QB Billy Volek, Tennessee: Nobody has asked for my opinion, but I really can't understand why the Bills aren't the natural place for Volek to pursue a starting assignment. The Titans want him back and the Falcons are hot on the trail as well, but if Volek really has designs on being a No. 1, where does he think he stands a better chance of doing that: Playing behind Steve McNair or Michael Vick, or going to camp as the 1A option behind the shaky Drew Bledsoe? Volek visited Buffalo on Monday, and he has also toured Denver, Green Bay and Atlanta (twice). Has there ever been a more highly sought fourth-year quarterback with one career start?
RB Antowain Smith, New England: There are other available running backs who probably have a much bigger market for their services, like Amos Zereoue and maybe even Garrison Hearst. But how many of them have a pair of Super Bowl rings? Yes, Smith's production levels the past two years has matched his running style: downhill. But as anyone who watched New England play in the postseason can tell you, Smith still has some life left in those thick legs. The Patriots used him perfectly, and he has to know that nobody's going to pay him like a No. 1 back. But if I were a team in search of a proven veteran who can keep the chains moving once the weather turns colder, I'd be dialing Smith's number.

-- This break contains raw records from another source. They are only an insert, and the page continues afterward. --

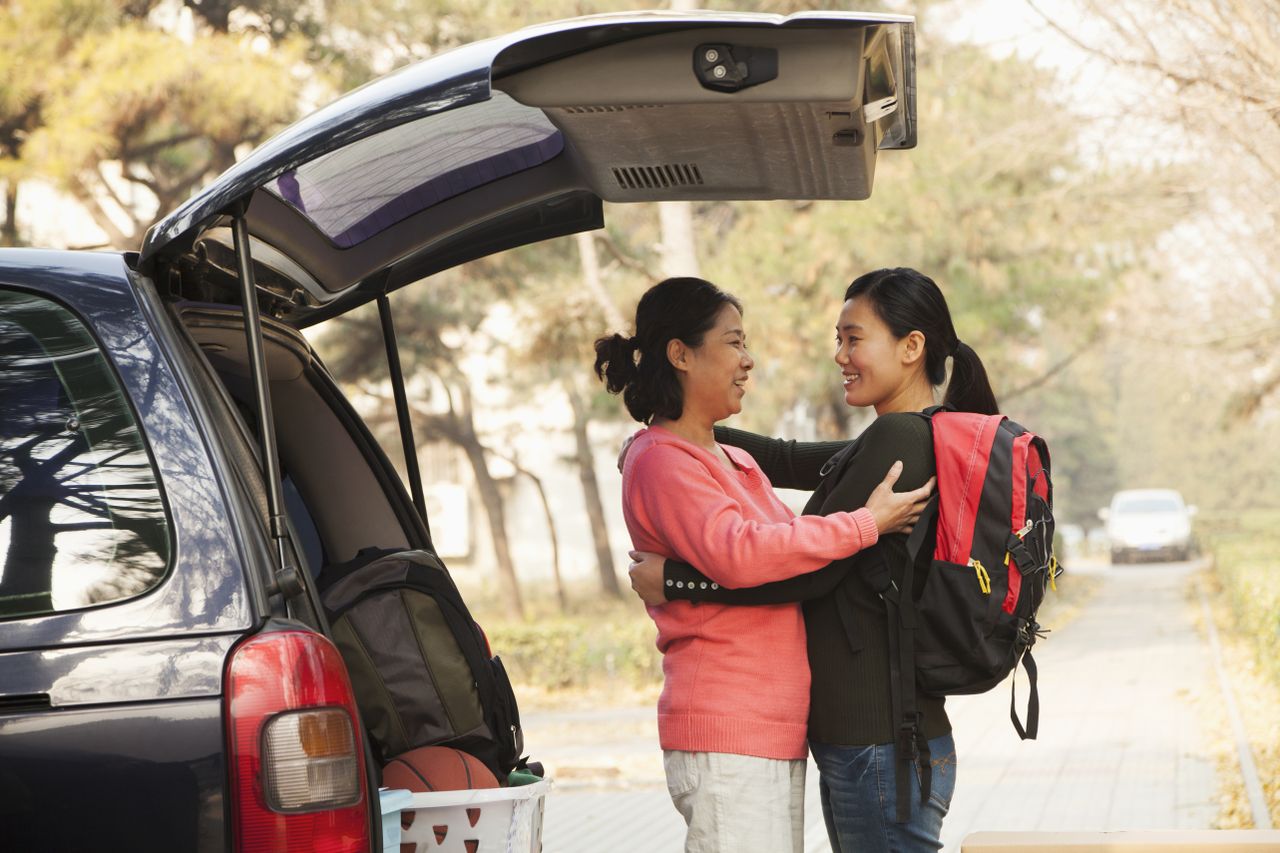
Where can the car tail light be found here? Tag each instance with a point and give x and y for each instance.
(296, 756)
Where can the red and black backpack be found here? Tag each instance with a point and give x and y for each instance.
(992, 524)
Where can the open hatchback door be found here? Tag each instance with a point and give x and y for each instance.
(522, 137)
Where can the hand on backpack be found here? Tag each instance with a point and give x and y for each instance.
(647, 570)
(897, 511)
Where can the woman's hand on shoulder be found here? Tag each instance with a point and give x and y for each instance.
(647, 576)
(622, 454)
(897, 511)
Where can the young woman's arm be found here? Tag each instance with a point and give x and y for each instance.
(891, 437)
(787, 464)
(673, 496)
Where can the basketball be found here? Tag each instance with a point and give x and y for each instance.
(437, 769)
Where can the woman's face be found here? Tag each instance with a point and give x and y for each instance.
(714, 373)
(876, 365)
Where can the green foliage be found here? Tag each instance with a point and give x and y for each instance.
(1244, 547)
(575, 652)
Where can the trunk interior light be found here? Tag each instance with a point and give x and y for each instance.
(309, 761)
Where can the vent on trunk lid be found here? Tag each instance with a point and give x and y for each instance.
(671, 174)
(618, 108)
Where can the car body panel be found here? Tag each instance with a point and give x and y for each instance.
(141, 778)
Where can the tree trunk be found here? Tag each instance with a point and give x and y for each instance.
(561, 596)
(9, 231)
(679, 252)
(28, 566)
(492, 501)
(590, 259)
(592, 496)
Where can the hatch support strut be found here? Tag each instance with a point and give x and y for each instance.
(402, 415)
(287, 580)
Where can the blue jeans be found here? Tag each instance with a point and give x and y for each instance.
(859, 798)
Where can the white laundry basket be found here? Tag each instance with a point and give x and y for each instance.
(494, 820)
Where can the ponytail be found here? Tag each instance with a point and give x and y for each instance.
(616, 361)
(969, 388)
(680, 309)
(910, 301)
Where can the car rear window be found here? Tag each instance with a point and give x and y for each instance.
(82, 519)
(368, 186)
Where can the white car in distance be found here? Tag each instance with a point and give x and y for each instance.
(1148, 524)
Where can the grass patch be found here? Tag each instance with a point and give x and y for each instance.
(1244, 596)
(599, 653)
(1246, 550)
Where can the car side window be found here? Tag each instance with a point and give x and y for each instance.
(82, 519)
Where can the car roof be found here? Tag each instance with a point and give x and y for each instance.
(522, 137)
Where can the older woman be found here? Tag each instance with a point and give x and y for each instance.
(735, 702)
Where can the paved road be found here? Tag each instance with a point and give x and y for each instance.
(1120, 744)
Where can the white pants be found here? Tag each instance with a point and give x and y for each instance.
(737, 802)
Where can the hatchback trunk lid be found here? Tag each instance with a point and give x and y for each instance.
(522, 137)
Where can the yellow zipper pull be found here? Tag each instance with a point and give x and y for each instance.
(983, 578)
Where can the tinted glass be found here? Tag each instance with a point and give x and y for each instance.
(82, 521)
(368, 186)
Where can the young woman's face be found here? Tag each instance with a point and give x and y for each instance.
(873, 364)
(714, 373)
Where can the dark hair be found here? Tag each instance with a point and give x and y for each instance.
(909, 301)
(679, 309)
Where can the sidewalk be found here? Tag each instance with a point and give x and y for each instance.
(1119, 746)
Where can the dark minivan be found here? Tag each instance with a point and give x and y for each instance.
(177, 465)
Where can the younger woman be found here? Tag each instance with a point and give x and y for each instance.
(894, 337)
(731, 719)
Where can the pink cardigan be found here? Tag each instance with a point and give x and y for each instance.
(736, 678)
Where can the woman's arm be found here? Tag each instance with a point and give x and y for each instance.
(673, 496)
(892, 437)
(787, 464)
(657, 580)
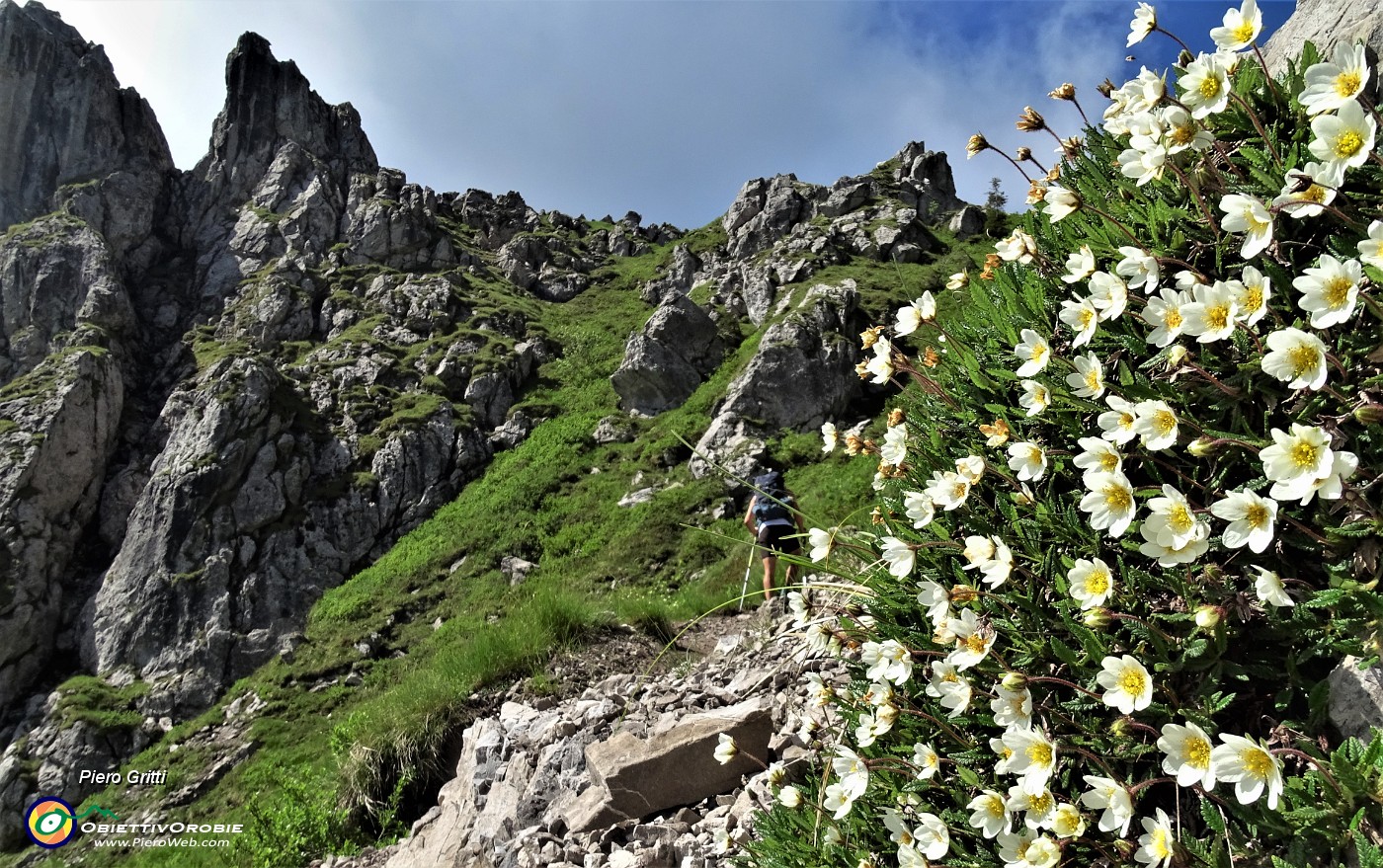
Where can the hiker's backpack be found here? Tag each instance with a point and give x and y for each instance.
(772, 501)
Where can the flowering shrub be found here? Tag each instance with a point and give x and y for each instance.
(1127, 505)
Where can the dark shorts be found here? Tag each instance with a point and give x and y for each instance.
(777, 539)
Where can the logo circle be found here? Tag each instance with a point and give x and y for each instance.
(50, 823)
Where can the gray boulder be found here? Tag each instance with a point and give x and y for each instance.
(668, 359)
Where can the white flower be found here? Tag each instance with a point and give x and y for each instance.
(1155, 425)
(1089, 379)
(1036, 808)
(989, 813)
(820, 543)
(1269, 589)
(910, 317)
(895, 445)
(1347, 135)
(882, 362)
(1082, 317)
(1061, 202)
(830, 436)
(1027, 849)
(919, 508)
(1251, 519)
(1127, 684)
(974, 639)
(1164, 311)
(1033, 352)
(929, 763)
(1306, 191)
(936, 600)
(1241, 28)
(1330, 290)
(1140, 269)
(1019, 248)
(1027, 460)
(725, 750)
(1188, 754)
(1108, 294)
(1144, 21)
(949, 687)
(1255, 289)
(1109, 502)
(1371, 249)
(947, 490)
(1206, 86)
(1033, 760)
(1171, 549)
(1092, 582)
(1304, 453)
(1013, 708)
(1067, 822)
(933, 836)
(1330, 86)
(1331, 487)
(1157, 844)
(1249, 216)
(1251, 767)
(899, 556)
(1115, 801)
(1143, 166)
(1117, 422)
(887, 661)
(1079, 265)
(1212, 314)
(1034, 398)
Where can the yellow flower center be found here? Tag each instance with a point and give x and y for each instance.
(1347, 83)
(1180, 518)
(1097, 582)
(1133, 681)
(1165, 422)
(1198, 753)
(1161, 843)
(1304, 455)
(1117, 498)
(1256, 761)
(1252, 299)
(1347, 144)
(1337, 292)
(1303, 358)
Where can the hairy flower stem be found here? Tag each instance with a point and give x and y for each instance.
(1318, 764)
(1258, 124)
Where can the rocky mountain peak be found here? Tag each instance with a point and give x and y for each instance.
(68, 120)
(269, 103)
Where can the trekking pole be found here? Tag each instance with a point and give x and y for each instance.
(744, 588)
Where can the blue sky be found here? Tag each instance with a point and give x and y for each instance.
(663, 107)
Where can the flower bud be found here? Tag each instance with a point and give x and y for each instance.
(1097, 618)
(1369, 414)
(1203, 446)
(1207, 616)
(1014, 680)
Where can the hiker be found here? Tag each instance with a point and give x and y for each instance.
(774, 521)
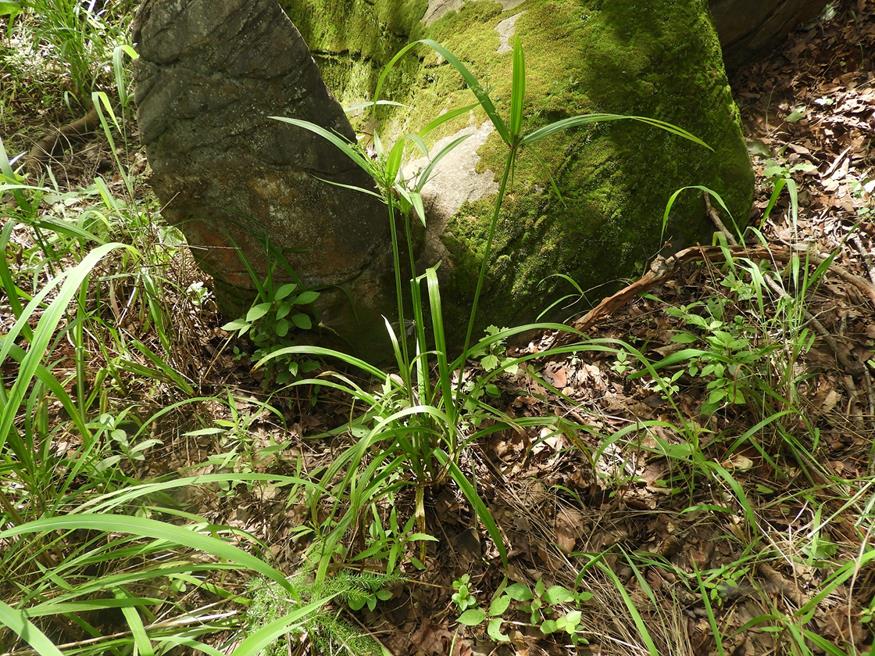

T Ephraim Salaam, Denver: Salaam seemed to be used as a stalking horse of sorts last week in Baltimore's successful bid to get Orlando Brown re-signed. But all I know is that a 27-year-old left tackle who has managed to start 30 games in the past two seasons for Denver, a team that consistently proves it can run the ball, must have some value in this league. Salaam can be inconsistent and he doesn't deserve big money, but left tackle is still one of the toughest positions to fill because there aren't 32 quality starters to go around.
CB Bobby Taylor, Philadelphia: Taylor probably thought he was a shoo-in to be in on that early flurry of big-money cornerback signings, but sometimes free agency doesn't go as planned. Missing more than half of last season with a broken foot on the eve of free agency wasn't as Taylor mapped it out either. Still, Taylor is worth somebody's time and middle-level investment, because at 6-foot-3, he's one of the few corners capable of looking almost every receiver in the eye. It seems like he has been around forever, but Taylor is only 30 and can give somebody another three or four decent years. Seattle and Cincinnati have looked at Taylor the longest, and Washington reportedly is interested.
DE Tony Brackens, Jacksonville: He's not the player who hung up 30 1/2 sacks from 1999-2001, but Brackens played better as last season wore on, after undergoing microfracture surgery on his left knee in '02. Brackens is not one dimensional; he can play the run as well as create problems with pressure on the quarterback -- and he won't turn 30 until Dec. 26. As long as he lowers his sights and expects a modest, incentive-laded deal, Brackens would make a very nice late-March acquisition.
RB Correll Buckhalter, Philadelphia: For the same reasons it makes sense for Tennessee to pursue a talent like Ogunleye, somebody might decide to make a run at Buckhalter, a restricted free agent who only carries fourth-round compensation. Suppose the running back-needy Patriots, who have a pair of fourth-round picks in April's draft, were to proffer a bid? Sure, the cap-rich Eagles already have lost Duce Staley and will do everything within their power to retain Buckhalter. But the Patriots could always get tricky and build one of those dreaded poison-pill clauses into any potential offer.